No pain. The world is a wonderful whisper for those who can listen, if necessary in silence.

20150924

12 anni da schiavo

12 Years a Slave - di Steve McQueen (2014)
Giudizio sintetico: da vedere (4/5)

Solomon Northup. Nato probabilmente nel 1807 a Minerva, New York (Stati Uniti d'America), da una donna libera e da uno schiavo liberato (Mintus), prese il cognome del padrone del padre, Henry Northup, che aveva liberato Mintus intorno al 1798. Naturalmente afro-americano, contadino, falegname e violinista, nel 1829 sposò Anne Hampton, una mulatta che di mestiere faceva la cuoca, e con lei ebbe tre figli (nel film sono solo due). Vissero a Hebron, New York, fino al 1834, dopo di che si trasferirono a Saratoga Springs, New York. Nel 1841, fu avvicinato da Merrill Brown e Abram Hamilton (nomi falsi di Alexander Merrill e Joseph Russell), che gli fecero un'offerta di lavoro molto allettante, come musicista in un circo. Fu portato a Washington per una prova, invitato a cena fuori, drogato, e quindi rapito, venduto a James H. Birch, mercante di schiavi, quindi tratto in schiavitù, portato verso New Orleans via nave, rinominato Platt Hamilton, venduto come schiavo, inizialmente a William Ford, predicatore battista e proprietario di una piantagione di cotone in Louisiana, regione del Red River, dove, cambiando vari padroni, rimase schiavo per 12 lunghissimi anni.

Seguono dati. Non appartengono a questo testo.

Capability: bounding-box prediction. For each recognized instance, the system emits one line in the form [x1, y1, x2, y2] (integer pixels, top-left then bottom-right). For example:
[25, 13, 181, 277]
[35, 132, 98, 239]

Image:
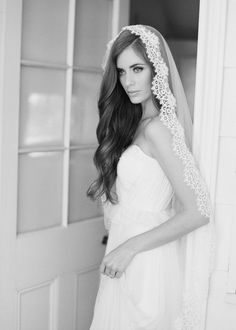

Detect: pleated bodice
[104, 144, 175, 230]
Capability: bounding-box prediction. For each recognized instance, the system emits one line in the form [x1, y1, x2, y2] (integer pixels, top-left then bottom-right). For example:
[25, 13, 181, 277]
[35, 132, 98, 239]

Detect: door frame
[193, 0, 228, 326]
[193, 0, 227, 200]
[111, 0, 130, 37]
[0, 0, 22, 328]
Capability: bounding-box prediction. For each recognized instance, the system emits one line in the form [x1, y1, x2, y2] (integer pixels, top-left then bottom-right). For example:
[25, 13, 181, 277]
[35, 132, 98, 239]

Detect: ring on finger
[109, 269, 116, 278]
[114, 271, 122, 278]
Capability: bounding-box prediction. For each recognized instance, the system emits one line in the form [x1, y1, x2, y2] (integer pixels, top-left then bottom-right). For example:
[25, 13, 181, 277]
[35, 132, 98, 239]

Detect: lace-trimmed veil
[102, 25, 215, 330]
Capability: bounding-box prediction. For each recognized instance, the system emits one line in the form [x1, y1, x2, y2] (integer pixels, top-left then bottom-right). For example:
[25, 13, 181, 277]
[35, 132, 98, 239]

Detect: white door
[0, 0, 129, 329]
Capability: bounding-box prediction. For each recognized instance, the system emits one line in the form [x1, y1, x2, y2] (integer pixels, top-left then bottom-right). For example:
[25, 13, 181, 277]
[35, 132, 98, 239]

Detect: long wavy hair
[87, 30, 160, 203]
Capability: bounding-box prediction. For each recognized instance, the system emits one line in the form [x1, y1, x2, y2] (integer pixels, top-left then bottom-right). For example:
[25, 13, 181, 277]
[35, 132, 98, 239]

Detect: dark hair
[87, 30, 160, 203]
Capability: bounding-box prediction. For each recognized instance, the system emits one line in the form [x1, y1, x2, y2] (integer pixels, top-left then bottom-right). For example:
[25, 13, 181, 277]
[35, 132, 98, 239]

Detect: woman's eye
[117, 69, 125, 76]
[134, 66, 143, 73]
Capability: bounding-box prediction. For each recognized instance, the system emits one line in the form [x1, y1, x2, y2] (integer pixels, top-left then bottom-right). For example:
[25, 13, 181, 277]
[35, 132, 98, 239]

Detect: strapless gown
[90, 144, 184, 330]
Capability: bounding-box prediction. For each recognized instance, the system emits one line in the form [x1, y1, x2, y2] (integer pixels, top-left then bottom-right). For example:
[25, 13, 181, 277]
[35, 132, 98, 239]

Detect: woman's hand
[100, 241, 136, 279]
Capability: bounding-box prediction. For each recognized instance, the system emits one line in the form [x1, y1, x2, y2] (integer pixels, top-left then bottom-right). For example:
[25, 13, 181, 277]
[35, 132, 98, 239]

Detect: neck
[141, 98, 158, 120]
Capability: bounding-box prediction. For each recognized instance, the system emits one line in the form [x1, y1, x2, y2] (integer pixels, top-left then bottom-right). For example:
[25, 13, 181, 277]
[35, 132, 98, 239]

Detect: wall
[129, 0, 199, 39]
[206, 0, 236, 328]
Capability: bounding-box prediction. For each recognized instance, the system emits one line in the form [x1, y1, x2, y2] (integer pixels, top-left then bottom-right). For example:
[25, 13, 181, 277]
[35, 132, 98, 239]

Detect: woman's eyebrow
[130, 63, 145, 68]
[117, 63, 145, 69]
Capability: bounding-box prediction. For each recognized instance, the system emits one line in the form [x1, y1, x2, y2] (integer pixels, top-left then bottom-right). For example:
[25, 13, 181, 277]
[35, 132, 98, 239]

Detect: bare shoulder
[143, 116, 172, 149]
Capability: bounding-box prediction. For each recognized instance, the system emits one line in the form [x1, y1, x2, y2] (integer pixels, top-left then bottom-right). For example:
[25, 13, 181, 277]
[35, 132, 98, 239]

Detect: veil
[150, 27, 215, 329]
[102, 25, 215, 329]
[156, 29, 193, 151]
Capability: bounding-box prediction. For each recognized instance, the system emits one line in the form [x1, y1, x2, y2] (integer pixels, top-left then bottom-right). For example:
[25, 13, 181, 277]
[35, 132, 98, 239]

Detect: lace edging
[123, 25, 211, 218]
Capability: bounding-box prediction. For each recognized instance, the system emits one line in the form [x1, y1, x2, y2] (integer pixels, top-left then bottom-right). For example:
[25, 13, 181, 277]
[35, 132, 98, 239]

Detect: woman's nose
[124, 73, 135, 88]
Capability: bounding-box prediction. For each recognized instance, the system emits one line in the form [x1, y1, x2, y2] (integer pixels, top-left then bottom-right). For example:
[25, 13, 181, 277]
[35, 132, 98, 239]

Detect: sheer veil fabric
[102, 25, 215, 329]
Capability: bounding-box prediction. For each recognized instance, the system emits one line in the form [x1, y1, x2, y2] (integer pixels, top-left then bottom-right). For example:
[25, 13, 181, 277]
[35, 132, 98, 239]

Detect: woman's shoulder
[143, 115, 172, 147]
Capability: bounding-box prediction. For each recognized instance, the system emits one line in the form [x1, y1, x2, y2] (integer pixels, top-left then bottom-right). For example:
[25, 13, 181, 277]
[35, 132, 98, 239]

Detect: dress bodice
[117, 144, 173, 212]
[103, 144, 175, 229]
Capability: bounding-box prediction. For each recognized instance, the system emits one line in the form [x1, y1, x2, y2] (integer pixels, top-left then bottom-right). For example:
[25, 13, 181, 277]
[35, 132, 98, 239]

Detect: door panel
[19, 67, 66, 148]
[70, 71, 101, 145]
[17, 152, 63, 233]
[21, 0, 69, 63]
[73, 0, 112, 67]
[18, 281, 53, 330]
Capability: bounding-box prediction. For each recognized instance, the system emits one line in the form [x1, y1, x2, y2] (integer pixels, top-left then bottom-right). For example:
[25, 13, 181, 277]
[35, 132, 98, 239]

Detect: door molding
[0, 0, 22, 328]
[193, 0, 228, 327]
[193, 0, 228, 201]
[111, 0, 130, 37]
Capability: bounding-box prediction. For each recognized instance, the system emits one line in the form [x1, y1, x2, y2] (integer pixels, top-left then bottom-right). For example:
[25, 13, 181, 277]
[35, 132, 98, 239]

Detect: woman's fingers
[104, 266, 111, 277]
[100, 262, 123, 279]
[100, 263, 112, 276]
[99, 263, 106, 274]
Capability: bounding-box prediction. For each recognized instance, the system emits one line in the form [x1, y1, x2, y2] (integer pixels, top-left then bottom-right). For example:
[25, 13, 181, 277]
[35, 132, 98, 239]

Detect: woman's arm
[127, 116, 209, 253]
[125, 207, 208, 256]
[100, 117, 209, 278]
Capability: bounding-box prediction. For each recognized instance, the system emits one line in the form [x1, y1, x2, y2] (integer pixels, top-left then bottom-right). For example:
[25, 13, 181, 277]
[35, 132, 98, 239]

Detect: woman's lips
[127, 90, 139, 96]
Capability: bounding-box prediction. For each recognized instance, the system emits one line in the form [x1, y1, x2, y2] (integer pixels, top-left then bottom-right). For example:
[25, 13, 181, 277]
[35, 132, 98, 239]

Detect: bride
[87, 25, 213, 330]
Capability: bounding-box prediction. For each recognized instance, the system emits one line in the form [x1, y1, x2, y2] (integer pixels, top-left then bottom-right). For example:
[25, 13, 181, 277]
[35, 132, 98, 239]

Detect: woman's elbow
[193, 213, 210, 229]
[199, 214, 210, 226]
[184, 208, 210, 230]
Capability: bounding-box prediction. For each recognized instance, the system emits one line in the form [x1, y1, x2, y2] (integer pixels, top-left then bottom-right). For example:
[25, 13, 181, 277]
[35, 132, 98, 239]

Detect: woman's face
[116, 46, 153, 107]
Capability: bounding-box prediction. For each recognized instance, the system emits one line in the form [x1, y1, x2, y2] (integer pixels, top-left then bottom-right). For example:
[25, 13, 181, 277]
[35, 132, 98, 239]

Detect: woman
[87, 25, 214, 330]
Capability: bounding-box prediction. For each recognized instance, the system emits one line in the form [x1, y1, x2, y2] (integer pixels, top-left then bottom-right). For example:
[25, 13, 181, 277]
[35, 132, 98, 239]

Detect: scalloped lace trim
[123, 25, 211, 219]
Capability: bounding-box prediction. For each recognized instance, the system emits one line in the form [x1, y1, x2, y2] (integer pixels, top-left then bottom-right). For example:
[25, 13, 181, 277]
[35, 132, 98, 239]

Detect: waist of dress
[108, 203, 175, 228]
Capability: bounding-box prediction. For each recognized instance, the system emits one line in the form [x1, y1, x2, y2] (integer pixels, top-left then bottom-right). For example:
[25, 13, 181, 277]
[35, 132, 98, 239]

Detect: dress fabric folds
[90, 144, 184, 330]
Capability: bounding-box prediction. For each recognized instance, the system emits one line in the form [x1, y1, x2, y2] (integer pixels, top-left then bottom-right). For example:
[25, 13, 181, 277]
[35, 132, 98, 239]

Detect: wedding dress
[90, 25, 214, 330]
[90, 144, 184, 329]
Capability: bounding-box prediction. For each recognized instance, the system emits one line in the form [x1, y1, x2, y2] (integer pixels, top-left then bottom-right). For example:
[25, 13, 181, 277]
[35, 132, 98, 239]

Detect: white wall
[206, 0, 236, 328]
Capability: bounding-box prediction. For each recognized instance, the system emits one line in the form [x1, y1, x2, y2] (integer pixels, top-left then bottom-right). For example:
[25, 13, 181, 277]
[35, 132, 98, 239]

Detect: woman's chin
[129, 97, 142, 104]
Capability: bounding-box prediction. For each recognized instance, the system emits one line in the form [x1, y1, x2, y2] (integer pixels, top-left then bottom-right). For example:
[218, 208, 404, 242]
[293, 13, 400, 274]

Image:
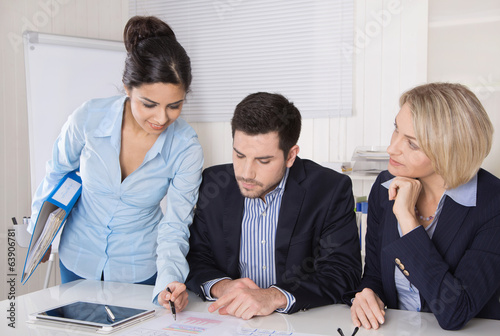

La schiavitù è indubbiamente una delle vergogne del genere umano; purtroppo, è stata praticata a lungo, e non solo dagli statunitensi verso gli africani. La storia di Solomon Northup è diventata molto famosa, soprattutto negli USA, proprio perché Northup era un uomo libero, afroamericano negli Stati Uniti ma libero, ed è stato probabilmente l'unico afroamericano a rimanere vittima di rapimento e messa in schiavitù a riacquistare la libertà. Ovviamente, c'è un sottile velo d'ipocrisia, in questa fama: anche le migliaia di africani messi in schiavitù dai negrieri, e portati negli USA sulle navi schiaviste, erano uomini liberi. Come che sia, la storia di Northup è straziante, e merita di essere raccontata: questo film di Steve McQueen è l'ennesima (ma, probabilmente, la più famosa). Nel 1853, lo stesso Northup, assistito da David Wilson, avvocato di New York, pubblicò la sua autobiografia. Ristampata nel 1869, fu dimenticata per cento anni. Sempre nel 1853, il New York Times dedicò una intera pagina alla storia di Northup. Nel 1968, le ricercatrice storica Sue Eakin, effettuò ricerche mirate e pubblicò un libro che riprendeva la storia, il titolo originale dell'autobiografia, e lo arricchiva dei risultati di queste sue ricerche. Nel 1984 la PBS realizzò e mandò in onda Solomon Northup's Odyssey, diretto da Gordon Parks.

Insomma: Steve McQueen, dopo averci scioccato dapprima con Hunger, poi in maniera diversa con Shame, decide di raccontare ancora la storia di Northup, in maniera spettacolare perché fatta con un budget alto e un cast stellare, ma adotta esattamente il taglio che ci si attendeva da lui, poco didascalico, molto diretto e brutale.
Il film ha qualche intermezzo onirico, qualche taglio rispetto alla storia vera, ma arriva al punto senza girarci troppo intorno. Ed è pressoché perfetto, se non fosse che Paul Dano (John Tibeats) è adatto forse a tutto ma non certo ad un ruolo da carpentiere schiavista sadico e vendicativo, e Brad Pitt (Samuel Bass) è una scelta un po' troppo patinata (è ancora troppo bello e troppo biondo) per incarnare l'uomo che riesce a rischiare tutto per ridare la libertà al protagonista.
Ejiofor (Solomon Northup) e Nyong'o (Patsey; Oscar per miglior attrice non protagonista) sono molto intensi, Fassbender (Edwin Epps) fa sempre la sua porca figura, e pure Sarah Paulson (Mary Epps) non è niente male.
Oscar come miglior film nel 2014, decisamente da vedere.